Research Paper Volume 12, Issue 13 pp 13668—13683

CAMKIIγ is a targetable driver of multiple myeloma through CaMKIIγ/ Stat3 axis

Linlin Yang1,2, *, , Bowen Wu1,2, *, , Zhaoxing Wu1,2, , Ying Xu1,2, , Ping Wang1,2, , Mengyuan Li1,2, , Rongzhen Xu1,2, , Yun Liang1, ,

  • 1 Department of Hematology, Key Laboratory of Cancer Prevention and Intervention, China National Ministry of Education, Key Laboratory of Molecular Biology in Medical Sciences, Zhejiang Province, The Second Affiliated Hospital, College of Medicine, Zhejiang University, Hangzhou 310000, Zhejiang, China
  • 2 Cancer Institute of Zhejiang University, Hangzhou 310000, Zhejiang, China
* Equal contribution

Received: February 25, 2020       Accepted: April 28, 2020       Published: July 13, 2020
How to Cite

Copyright © 2020 Yang et al. This is an open-access article distributed under the terms of the Creative Commons Attribution (CC BY) 3.0 License, which permits unrestricted use, distribution, and reproduction in any medium, provided the original work is properly cited.

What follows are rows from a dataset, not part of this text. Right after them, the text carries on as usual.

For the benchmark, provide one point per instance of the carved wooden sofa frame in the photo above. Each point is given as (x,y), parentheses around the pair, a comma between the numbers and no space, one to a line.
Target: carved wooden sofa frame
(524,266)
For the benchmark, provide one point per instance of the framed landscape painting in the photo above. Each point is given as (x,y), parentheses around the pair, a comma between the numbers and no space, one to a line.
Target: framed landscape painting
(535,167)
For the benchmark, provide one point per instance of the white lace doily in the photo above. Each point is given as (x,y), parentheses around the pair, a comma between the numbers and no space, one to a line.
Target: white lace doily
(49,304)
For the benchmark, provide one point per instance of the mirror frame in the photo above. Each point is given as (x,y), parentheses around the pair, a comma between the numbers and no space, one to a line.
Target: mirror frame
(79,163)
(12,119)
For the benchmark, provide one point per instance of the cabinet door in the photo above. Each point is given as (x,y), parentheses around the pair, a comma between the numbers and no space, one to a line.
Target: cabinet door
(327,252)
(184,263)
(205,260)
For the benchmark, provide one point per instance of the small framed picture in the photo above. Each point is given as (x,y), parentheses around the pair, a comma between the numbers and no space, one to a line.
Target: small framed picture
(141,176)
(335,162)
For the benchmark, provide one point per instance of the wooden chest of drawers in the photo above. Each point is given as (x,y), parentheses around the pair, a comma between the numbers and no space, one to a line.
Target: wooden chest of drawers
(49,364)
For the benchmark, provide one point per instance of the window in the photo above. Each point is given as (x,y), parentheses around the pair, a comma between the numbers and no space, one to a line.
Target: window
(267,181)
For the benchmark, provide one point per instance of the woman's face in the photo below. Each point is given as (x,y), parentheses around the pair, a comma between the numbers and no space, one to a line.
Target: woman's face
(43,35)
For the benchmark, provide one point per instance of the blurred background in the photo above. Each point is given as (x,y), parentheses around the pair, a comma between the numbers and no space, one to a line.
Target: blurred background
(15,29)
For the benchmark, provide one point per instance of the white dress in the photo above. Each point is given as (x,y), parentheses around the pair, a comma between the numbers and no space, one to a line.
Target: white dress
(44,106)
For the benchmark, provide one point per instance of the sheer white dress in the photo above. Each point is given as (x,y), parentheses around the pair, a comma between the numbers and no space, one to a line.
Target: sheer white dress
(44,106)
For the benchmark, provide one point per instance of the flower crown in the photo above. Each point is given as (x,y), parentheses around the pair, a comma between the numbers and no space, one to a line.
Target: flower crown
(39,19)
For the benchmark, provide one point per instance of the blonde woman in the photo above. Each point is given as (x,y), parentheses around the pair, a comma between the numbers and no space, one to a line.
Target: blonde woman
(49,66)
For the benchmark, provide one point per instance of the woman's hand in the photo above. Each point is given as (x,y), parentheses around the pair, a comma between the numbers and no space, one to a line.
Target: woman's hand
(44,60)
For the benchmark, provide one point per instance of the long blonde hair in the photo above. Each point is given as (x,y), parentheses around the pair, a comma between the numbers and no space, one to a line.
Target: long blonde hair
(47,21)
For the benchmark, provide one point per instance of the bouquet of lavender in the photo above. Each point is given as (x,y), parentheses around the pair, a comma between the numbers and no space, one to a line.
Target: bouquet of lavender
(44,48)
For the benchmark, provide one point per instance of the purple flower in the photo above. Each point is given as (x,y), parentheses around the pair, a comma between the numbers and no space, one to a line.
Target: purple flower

Aberrant activation of CAMKIIγ has been linked to leukemia and T-cell lymphoma, but not multiple myeloma (MM). The purpose of this study was to explore the role of CaMKIIγ in the pathogenesis and therapy of MM. In this study, we found that CaMKIIγ was aberrantly activated in human MM and its expression level was positively correlated with malignant progression and poor prognosis. Ectopic expression of CaMKIIγ promoted cell growth, colony formation, cell cycle progress and inhibited apoptosis of MM cell lines, whereas, knockdown of CAMKIIγ expression suppressed MM cell growth in vitro and in vivo. Mechanically, we observed that CaMKIIγ overexpression upregulated p-ERK and p-Stat3 levels and suppression of CaMKIIγ had opposite effects. CaMKIIγ is frequently dysregulated in MM and plays a critical role in maintaining MM cell growth through upregulating STAT3 signaling pathway. Furthermore, our preclinical studies suggest that CaMKIIγ is a potential therapeutic target in MM, and could be intervened pharmacologically by small-molecule berbamine analogues.


MM: multiple myeloma; PI: proteasome inhibitors; IMiDs: immunomodulatory agents; CAMKII: Ca2+/calmodulin–dependent protein kinase II Ca2+/calmodulin–dependent protein kinase II; BBM: berbamine; LSC: leukemia stem cells; FFPE: formalin-fixed paraffin-embedded; IHC: Immunohistochemistry; IF: Immunofluorescence histochemistry.